Every developer has repetitive tasks that eat into productive time. File organization, data extraction, email sending, PDF merging, and system checks — these are not complex problems, but they are time-consuming when done manually.

This guide gives you 5 production-ready Python scripts that you can run today. Each script solves a real problem, uses only standard libraries or common pip packages, and includes error handling so it does not break in the real world.

Whether you are a developer in Hyderabad, a freelancer in Mumbai, or a tech team in Milan or Rome, these scripts will fit into your workflow immediately.

1. Smart File Organizer — Clean Your Downloads Folder Automatically

Your Downloads folder is a mess.
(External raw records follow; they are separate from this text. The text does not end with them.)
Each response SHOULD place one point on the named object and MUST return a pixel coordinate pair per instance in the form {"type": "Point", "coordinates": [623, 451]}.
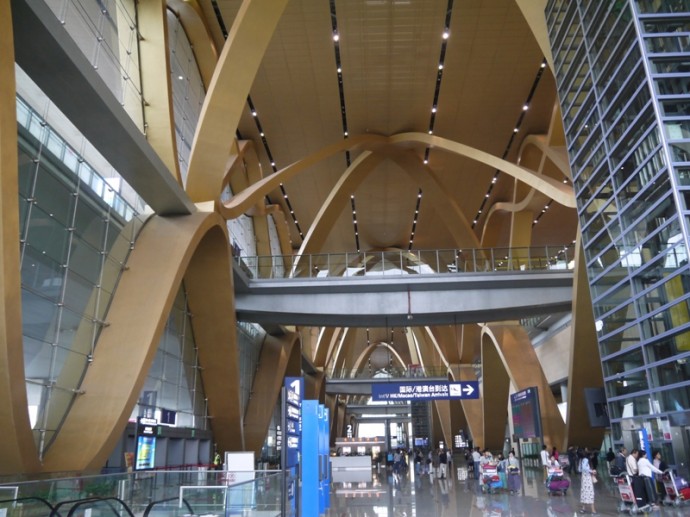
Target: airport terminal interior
{"type": "Point", "coordinates": [282, 256]}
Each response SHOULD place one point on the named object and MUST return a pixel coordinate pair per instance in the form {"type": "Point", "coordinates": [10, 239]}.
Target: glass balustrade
{"type": "Point", "coordinates": [417, 262]}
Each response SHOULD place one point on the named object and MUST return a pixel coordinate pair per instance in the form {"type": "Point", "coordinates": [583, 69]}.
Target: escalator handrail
{"type": "Point", "coordinates": [79, 502]}
{"type": "Point", "coordinates": [150, 506]}
{"type": "Point", "coordinates": [52, 508]}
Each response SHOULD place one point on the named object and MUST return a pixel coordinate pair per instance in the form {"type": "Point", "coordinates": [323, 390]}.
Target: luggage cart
{"type": "Point", "coordinates": [491, 481]}
{"type": "Point", "coordinates": [628, 501]}
{"type": "Point", "coordinates": [556, 482]}
{"type": "Point", "coordinates": [676, 488]}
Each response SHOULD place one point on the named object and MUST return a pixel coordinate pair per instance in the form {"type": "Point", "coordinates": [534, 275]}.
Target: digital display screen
{"type": "Point", "coordinates": [526, 414]}
{"type": "Point", "coordinates": [146, 452]}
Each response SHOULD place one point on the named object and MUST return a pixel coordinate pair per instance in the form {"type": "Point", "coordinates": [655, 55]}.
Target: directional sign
{"type": "Point", "coordinates": [432, 390]}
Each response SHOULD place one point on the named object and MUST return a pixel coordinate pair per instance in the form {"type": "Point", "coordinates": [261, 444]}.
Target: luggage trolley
{"type": "Point", "coordinates": [514, 480]}
{"type": "Point", "coordinates": [491, 481]}
{"type": "Point", "coordinates": [676, 488]}
{"type": "Point", "coordinates": [556, 482]}
{"type": "Point", "coordinates": [628, 500]}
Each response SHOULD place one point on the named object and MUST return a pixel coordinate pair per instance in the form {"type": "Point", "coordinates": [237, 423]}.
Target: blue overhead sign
{"type": "Point", "coordinates": [432, 390]}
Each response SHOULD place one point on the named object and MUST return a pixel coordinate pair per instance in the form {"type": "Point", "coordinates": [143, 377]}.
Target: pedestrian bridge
{"type": "Point", "coordinates": [402, 288]}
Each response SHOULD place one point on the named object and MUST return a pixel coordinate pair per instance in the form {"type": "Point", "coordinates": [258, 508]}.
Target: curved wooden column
{"type": "Point", "coordinates": [268, 379]}
{"type": "Point", "coordinates": [17, 448]}
{"type": "Point", "coordinates": [154, 56]}
{"type": "Point", "coordinates": [191, 16]}
{"type": "Point", "coordinates": [556, 190]}
{"type": "Point", "coordinates": [515, 358]}
{"type": "Point", "coordinates": [494, 396]}
{"type": "Point", "coordinates": [126, 348]}
{"type": "Point", "coordinates": [585, 359]}
{"type": "Point", "coordinates": [226, 97]}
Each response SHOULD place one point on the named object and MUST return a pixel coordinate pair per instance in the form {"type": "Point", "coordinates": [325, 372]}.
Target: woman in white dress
{"type": "Point", "coordinates": [587, 486]}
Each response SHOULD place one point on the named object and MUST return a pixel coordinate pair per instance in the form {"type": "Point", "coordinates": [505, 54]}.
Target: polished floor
{"type": "Point", "coordinates": [385, 494]}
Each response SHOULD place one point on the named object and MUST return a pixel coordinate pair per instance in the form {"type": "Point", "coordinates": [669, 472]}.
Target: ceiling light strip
{"type": "Point", "coordinates": [415, 219]}
{"type": "Point", "coordinates": [262, 135]}
{"type": "Point", "coordinates": [354, 220]}
{"type": "Point", "coordinates": [434, 107]}
{"type": "Point", "coordinates": [219, 17]}
{"type": "Point", "coordinates": [343, 111]}
{"type": "Point", "coordinates": [516, 130]}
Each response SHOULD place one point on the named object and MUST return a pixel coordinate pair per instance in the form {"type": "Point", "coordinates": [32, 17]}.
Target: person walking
{"type": "Point", "coordinates": [631, 462]}
{"type": "Point", "coordinates": [645, 469]}
{"type": "Point", "coordinates": [545, 459]}
{"type": "Point", "coordinates": [443, 462]}
{"type": "Point", "coordinates": [587, 486]}
{"type": "Point", "coordinates": [618, 466]}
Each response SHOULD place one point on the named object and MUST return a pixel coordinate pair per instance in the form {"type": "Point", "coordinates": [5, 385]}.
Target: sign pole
{"type": "Point", "coordinates": [283, 451]}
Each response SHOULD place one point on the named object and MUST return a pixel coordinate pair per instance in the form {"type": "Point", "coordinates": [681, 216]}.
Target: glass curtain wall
{"type": "Point", "coordinates": [187, 89]}
{"type": "Point", "coordinates": [622, 68]}
{"type": "Point", "coordinates": [106, 32]}
{"type": "Point", "coordinates": [75, 236]}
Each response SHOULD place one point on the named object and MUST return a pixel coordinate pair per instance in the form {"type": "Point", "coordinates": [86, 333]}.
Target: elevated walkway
{"type": "Point", "coordinates": [399, 289]}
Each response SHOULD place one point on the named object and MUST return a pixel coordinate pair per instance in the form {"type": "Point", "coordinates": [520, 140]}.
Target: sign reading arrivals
{"type": "Point", "coordinates": [432, 390]}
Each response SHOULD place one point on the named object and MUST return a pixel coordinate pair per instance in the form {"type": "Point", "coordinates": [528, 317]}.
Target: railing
{"type": "Point", "coordinates": [155, 492]}
{"type": "Point", "coordinates": [418, 262]}
{"type": "Point", "coordinates": [393, 372]}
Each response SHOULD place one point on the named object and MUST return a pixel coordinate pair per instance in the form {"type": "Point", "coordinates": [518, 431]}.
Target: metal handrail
{"type": "Point", "coordinates": [150, 506]}
{"type": "Point", "coordinates": [40, 499]}
{"type": "Point", "coordinates": [401, 262]}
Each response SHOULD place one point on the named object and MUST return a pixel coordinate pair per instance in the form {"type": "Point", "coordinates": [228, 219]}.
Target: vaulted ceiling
{"type": "Point", "coordinates": [389, 53]}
Everyone's is. This script sorts files by extension into categorized folders.

import os
import shutil
from pathlib import Path

DOWNLOADS = Path.home() / "Downloads"
CATEGORIES = {
    "Images": [".jpg", ".jpeg", ".png", ".gif", ".webp", ".svg"],
    "Documents": [".pdf", ".docx", ".txt", ".xlsx", ".pptx"],
    "Archives": [".zip", ".tar", ".gz", ".rar", ".7z"],
    "Code": [".py", ".js", ".html", ".css", ".json", ".yaml"],
    "Videos": [".mp4", ".mov", ".avi", ".mkv"],
}

def organize_downloads():
    for file in DOWNLOADS.iterdir():
        if file.is_file():
            ext = file.suffix.lower()
            moved = False
            for folder, extensions in CATEGORIES.items():
                if ext in extensions:
                    dest = DOWNLOADS / folder
                    dest.mkdir(exist_ok=True)
                    shutil.move(str(file), str(dest / file.name))
                    moved = True
                    break
            if not moved:
                other = DOWNLOADS / "Others"
                other.mkdir(exist_ok=True)
                shutil.move(str(file), str(other / file.name))
    print("Downloads organized successfully.")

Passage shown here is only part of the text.